Et puis un jour, alors que Daryush se trouvait au temple pour sa prière quotidienne, la déesse lui apparut à nouveau, resplendissante de lumière, sa voix aussi liquide que de l'eau.

- C'est la dernière fois que tu me vois, dit-elle doucement. Tu es suffisamment sage à présent pour gouverner sans moi, et ton vizir saura t'aider. Tu pourras toujours venir me prier, mais je ne t'apparaîtrai plus. Cependant, je tiens à t'offrir un dernier cadeau. Fais un vœu et je te l'accorderai.

Daryush réfléchit longuement, regrettant de ne pouvoir demander l'avis de Medjen sur la question, puis finit par arrêter son choix en espérant ne pas se tromper.

- Puissante Déesse, je t'en prie, accorde-moi le pouvoir de me transformer à volonté en animal de mon choix.

Un éclat de lumière l'enveloppa, comme une étreinte maternelle, puis il se retrouva seul dans le temple que la déesse avait quitté. Respectueusement, il fit ses dernières prières, déposa une offrande, puis s'en retourna au palais. Là, il rejoignit son grand vizir pour lui raconter toute l'histoire, heureux d'avoir son approbation.

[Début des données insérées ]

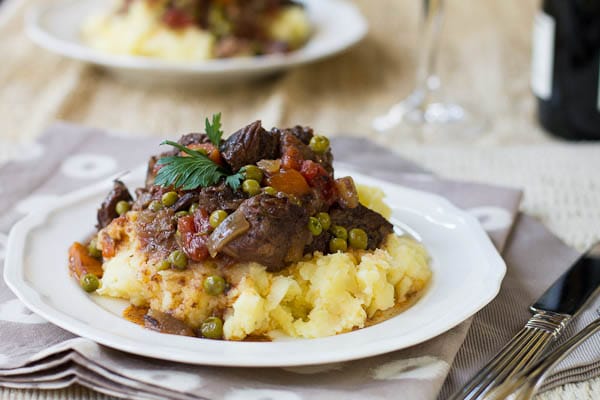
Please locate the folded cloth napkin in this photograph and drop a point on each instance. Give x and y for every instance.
(36, 354)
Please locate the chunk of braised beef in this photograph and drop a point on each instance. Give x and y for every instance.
(156, 231)
(220, 197)
(166, 323)
(319, 243)
(108, 209)
(194, 230)
(373, 223)
(277, 236)
(146, 195)
(249, 145)
(185, 201)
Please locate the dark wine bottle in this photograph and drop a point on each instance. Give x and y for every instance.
(565, 74)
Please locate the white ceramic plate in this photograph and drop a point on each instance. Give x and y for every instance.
(467, 273)
(56, 26)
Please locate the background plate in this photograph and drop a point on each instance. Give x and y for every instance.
(337, 26)
(467, 273)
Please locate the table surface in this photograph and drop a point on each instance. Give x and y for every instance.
(484, 61)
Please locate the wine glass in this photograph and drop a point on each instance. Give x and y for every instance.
(423, 113)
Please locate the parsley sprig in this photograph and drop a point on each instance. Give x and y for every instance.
(196, 170)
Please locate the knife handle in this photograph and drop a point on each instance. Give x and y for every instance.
(523, 349)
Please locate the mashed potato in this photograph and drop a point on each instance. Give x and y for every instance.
(324, 296)
(140, 32)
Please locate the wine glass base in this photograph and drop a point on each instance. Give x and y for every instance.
(434, 121)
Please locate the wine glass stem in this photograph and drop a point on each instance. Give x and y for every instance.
(426, 68)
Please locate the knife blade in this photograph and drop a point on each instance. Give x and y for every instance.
(551, 313)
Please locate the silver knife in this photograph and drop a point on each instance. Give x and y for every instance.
(551, 313)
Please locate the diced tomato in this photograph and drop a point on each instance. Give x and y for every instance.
(291, 158)
(289, 181)
(194, 234)
(211, 151)
(81, 263)
(317, 177)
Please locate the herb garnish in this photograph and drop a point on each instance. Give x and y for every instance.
(194, 171)
(213, 131)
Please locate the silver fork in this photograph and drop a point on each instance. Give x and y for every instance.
(525, 384)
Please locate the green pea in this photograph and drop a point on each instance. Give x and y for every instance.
(216, 217)
(358, 239)
(93, 249)
(89, 283)
(253, 172)
(122, 207)
(169, 199)
(294, 200)
(178, 259)
(214, 285)
(163, 265)
(325, 220)
(339, 232)
(319, 144)
(270, 190)
(212, 328)
(337, 244)
(314, 226)
(155, 205)
(182, 213)
(251, 187)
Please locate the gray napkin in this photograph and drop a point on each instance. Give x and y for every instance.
(36, 354)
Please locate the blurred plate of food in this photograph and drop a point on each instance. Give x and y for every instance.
(211, 41)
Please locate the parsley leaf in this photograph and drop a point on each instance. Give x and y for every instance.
(194, 171)
(213, 130)
(188, 173)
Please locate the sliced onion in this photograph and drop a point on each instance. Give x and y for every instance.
(348, 195)
(269, 166)
(231, 227)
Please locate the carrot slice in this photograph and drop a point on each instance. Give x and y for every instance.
(289, 181)
(81, 263)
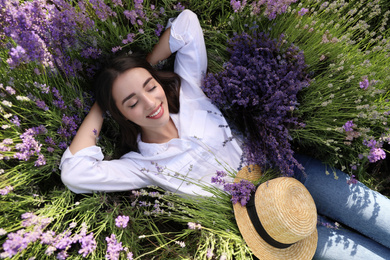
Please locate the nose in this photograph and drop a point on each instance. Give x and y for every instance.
(149, 101)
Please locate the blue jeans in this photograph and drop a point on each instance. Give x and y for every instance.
(364, 211)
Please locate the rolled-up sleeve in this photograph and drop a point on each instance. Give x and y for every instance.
(86, 172)
(187, 41)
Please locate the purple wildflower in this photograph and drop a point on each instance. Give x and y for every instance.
(47, 237)
(121, 221)
(15, 243)
(129, 38)
(352, 180)
(2, 232)
(159, 30)
(219, 178)
(117, 3)
(116, 49)
(41, 29)
(237, 5)
(209, 253)
(50, 141)
(63, 145)
(348, 126)
(240, 191)
(113, 248)
(10, 90)
(303, 11)
(50, 250)
(257, 92)
(371, 143)
(88, 245)
(179, 7)
(102, 10)
(42, 105)
(364, 84)
(193, 225)
(376, 154)
(91, 52)
(6, 190)
(181, 243)
(129, 255)
(131, 15)
(15, 120)
(18, 56)
(62, 255)
(78, 102)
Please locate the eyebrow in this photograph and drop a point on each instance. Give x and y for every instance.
(133, 94)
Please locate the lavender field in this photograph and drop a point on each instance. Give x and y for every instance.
(308, 76)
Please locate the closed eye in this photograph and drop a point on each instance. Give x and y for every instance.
(132, 106)
(153, 88)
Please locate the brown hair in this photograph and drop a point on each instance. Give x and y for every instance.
(129, 131)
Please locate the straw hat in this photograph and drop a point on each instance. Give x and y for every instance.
(287, 213)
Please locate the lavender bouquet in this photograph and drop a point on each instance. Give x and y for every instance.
(257, 92)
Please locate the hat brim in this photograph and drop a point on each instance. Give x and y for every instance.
(303, 249)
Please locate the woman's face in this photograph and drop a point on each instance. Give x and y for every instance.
(141, 99)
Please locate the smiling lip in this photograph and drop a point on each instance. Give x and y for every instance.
(157, 113)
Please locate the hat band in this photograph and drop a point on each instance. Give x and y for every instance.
(251, 209)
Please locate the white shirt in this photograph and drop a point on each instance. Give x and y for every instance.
(201, 149)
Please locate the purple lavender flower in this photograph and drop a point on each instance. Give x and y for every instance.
(352, 180)
(131, 15)
(240, 191)
(193, 225)
(116, 49)
(364, 84)
(237, 5)
(15, 243)
(178, 7)
(113, 248)
(102, 10)
(257, 92)
(78, 102)
(47, 237)
(209, 253)
(10, 90)
(303, 11)
(159, 29)
(41, 104)
(41, 30)
(376, 154)
(129, 38)
(88, 245)
(6, 190)
(117, 3)
(62, 255)
(63, 145)
(219, 178)
(121, 221)
(371, 143)
(15, 120)
(348, 126)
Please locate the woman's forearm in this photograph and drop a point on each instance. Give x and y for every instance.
(161, 50)
(88, 131)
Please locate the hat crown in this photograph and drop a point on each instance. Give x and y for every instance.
(286, 210)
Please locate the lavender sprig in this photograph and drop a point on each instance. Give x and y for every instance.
(257, 91)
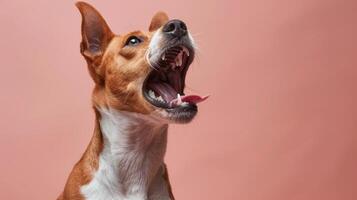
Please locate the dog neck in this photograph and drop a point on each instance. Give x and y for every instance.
(131, 162)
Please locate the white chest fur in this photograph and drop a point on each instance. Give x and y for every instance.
(131, 163)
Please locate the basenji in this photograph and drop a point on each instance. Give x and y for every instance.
(139, 89)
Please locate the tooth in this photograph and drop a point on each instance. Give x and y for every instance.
(179, 100)
(152, 94)
(160, 99)
(186, 51)
(178, 59)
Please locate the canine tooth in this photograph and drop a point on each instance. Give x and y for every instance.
(160, 99)
(179, 100)
(178, 59)
(152, 94)
(187, 52)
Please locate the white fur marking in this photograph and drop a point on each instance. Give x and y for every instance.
(143, 158)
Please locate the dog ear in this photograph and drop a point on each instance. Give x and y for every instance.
(96, 34)
(158, 20)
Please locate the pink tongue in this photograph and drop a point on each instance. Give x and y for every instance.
(193, 98)
(189, 99)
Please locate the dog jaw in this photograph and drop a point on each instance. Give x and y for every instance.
(121, 65)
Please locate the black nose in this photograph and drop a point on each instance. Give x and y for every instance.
(175, 28)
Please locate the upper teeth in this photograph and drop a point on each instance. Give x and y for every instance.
(179, 100)
(187, 52)
(152, 95)
(178, 60)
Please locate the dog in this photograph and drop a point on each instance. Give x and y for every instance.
(139, 89)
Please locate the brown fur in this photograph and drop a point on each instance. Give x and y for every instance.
(118, 73)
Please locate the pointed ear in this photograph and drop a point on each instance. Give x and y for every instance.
(96, 34)
(158, 20)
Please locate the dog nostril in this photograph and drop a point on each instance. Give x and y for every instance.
(183, 26)
(175, 28)
(169, 27)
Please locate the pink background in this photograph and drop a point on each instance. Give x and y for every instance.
(281, 122)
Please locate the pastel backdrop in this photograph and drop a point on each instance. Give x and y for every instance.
(281, 122)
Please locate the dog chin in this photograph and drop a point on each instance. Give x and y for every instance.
(182, 114)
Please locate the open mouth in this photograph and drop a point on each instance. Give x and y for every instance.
(165, 85)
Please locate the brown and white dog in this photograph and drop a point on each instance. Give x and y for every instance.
(139, 89)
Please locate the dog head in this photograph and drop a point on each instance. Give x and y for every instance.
(141, 71)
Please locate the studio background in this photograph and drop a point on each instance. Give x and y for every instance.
(281, 122)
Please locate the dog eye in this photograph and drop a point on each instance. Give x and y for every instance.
(133, 41)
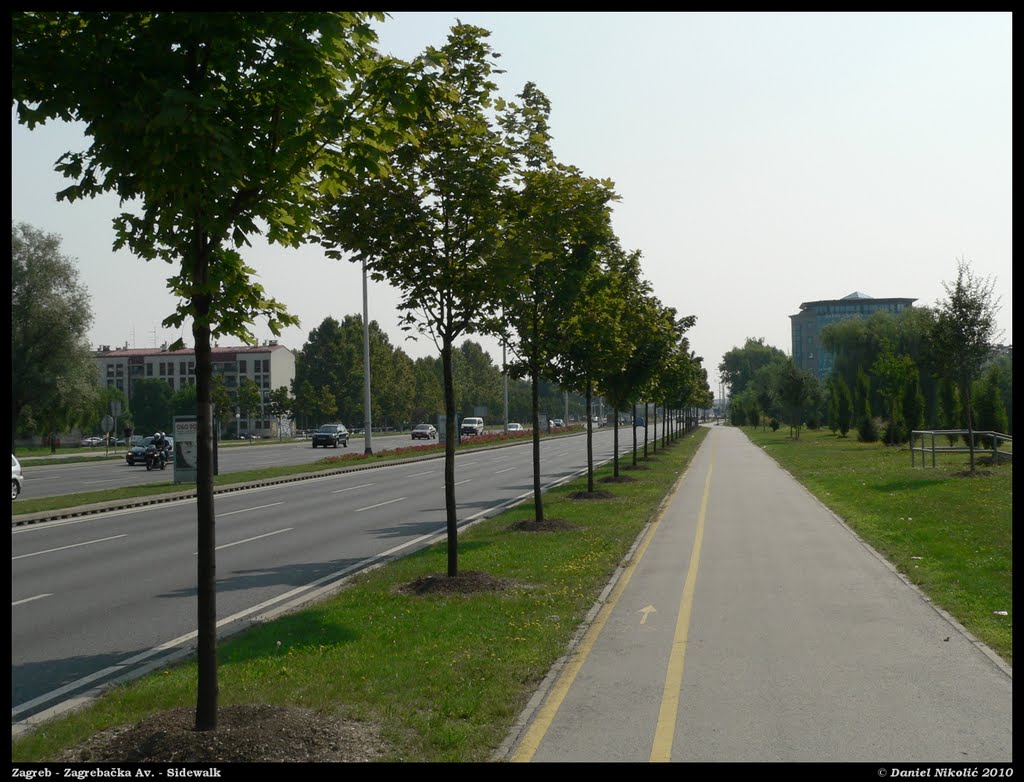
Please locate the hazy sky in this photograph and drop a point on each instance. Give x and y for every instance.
(763, 160)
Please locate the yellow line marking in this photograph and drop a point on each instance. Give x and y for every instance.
(546, 714)
(662, 748)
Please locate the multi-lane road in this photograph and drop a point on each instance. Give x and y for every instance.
(104, 596)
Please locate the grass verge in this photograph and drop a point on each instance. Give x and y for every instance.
(949, 533)
(443, 677)
(27, 504)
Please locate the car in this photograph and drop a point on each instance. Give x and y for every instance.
(424, 432)
(16, 479)
(331, 434)
(471, 427)
(136, 453)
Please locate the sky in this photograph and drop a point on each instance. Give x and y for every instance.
(762, 161)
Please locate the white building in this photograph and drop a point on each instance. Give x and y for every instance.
(269, 365)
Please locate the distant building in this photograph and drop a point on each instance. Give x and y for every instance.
(269, 365)
(815, 315)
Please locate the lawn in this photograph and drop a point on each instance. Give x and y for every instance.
(948, 531)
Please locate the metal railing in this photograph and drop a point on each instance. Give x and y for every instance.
(924, 448)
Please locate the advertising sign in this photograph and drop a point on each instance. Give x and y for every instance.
(185, 448)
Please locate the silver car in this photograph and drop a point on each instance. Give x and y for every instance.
(16, 479)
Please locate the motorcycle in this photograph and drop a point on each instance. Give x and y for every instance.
(156, 459)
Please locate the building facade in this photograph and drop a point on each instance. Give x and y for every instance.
(269, 365)
(815, 315)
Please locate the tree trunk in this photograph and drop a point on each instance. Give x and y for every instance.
(535, 379)
(970, 422)
(450, 435)
(590, 439)
(206, 707)
(614, 459)
(634, 435)
(646, 419)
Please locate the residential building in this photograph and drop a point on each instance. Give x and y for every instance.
(815, 315)
(269, 365)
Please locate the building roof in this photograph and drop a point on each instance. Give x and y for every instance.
(104, 351)
(856, 297)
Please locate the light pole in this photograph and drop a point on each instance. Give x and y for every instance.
(368, 437)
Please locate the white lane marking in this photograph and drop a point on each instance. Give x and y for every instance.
(380, 505)
(250, 539)
(350, 488)
(125, 667)
(29, 600)
(62, 548)
(246, 510)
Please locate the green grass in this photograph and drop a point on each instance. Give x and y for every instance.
(27, 504)
(443, 676)
(950, 534)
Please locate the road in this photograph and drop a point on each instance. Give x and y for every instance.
(751, 624)
(101, 597)
(57, 480)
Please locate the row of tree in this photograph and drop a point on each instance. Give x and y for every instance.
(924, 367)
(219, 126)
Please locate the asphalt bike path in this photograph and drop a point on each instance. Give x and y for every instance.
(751, 624)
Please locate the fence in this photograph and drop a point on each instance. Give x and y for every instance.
(996, 437)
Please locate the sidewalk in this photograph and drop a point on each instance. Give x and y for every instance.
(753, 625)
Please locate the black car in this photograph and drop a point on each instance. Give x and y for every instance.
(424, 432)
(331, 434)
(136, 453)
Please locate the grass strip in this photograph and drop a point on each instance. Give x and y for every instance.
(443, 677)
(950, 533)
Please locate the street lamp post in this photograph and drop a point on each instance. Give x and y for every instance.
(368, 429)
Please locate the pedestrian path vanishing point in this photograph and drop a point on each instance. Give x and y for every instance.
(751, 624)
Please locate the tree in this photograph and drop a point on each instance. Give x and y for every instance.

Dans les jours qui suivirent, un homme extrêmement riche nommé Kashenour se présenta à la cour du Shah pour solliciter l'honneur de sa main en mariage pour son fils unique. Comme le voulait l'usage, il fit sa requête d'abord auprès du vizir à qui il présenta son enfant en vantant ses mérites. Il faut savoir que Medjen n'était pas seulement le meilleur ami du prince Daryush depuis leur plus tendre enfance, il était aussi éperdument amoureux de lui. Cependant, il ne s'estimait pas digne d'unir sa vie à la sienne, aussi faisait-il son possible pour trouver une personne de très noble rang que le Shah pourrait épouser sans honte.

Ce fut donc l'argument qu'il opposa à Kashenour, dont le fils n'avait pour lui que la richesse paternelle. À vrai dire, ce garçon était loin de posséder autant de qualités que son père le prétendait, et Medjen ne voulait pour rien au monde d'un futur souverain aussi paresseux, dépensier et orgueilleux. Non merci. S'il devait perdre le cœur de Daryush au profit d'un autre, il voulait que ce soit la meilleure personne au monde, car son prince ne méritait que ce qu'il y avait de mieux.

Malheureusement, Kashenour était aussi orgueilleux que son fils, et il fut terriblement vexé par le refus du grand vizir. Toutefois, il était rusé et il ne le montra pas, cachant sa colère et son ressentiment sous un masque de fausse compréhension polie. Toute sa richesse lui venait en réalité de la sorcellerie qu'il pratiquait avec talent, et il n'y avait rien dont il rêvait davantage que de placer son fils sur un trône, en couronnement de tous ses efforts. Puisqu'il ne pouvait le marier au Shah, alors il ne lui restait qu'à se débarrasser du Shah en personne, et le tour serait joué.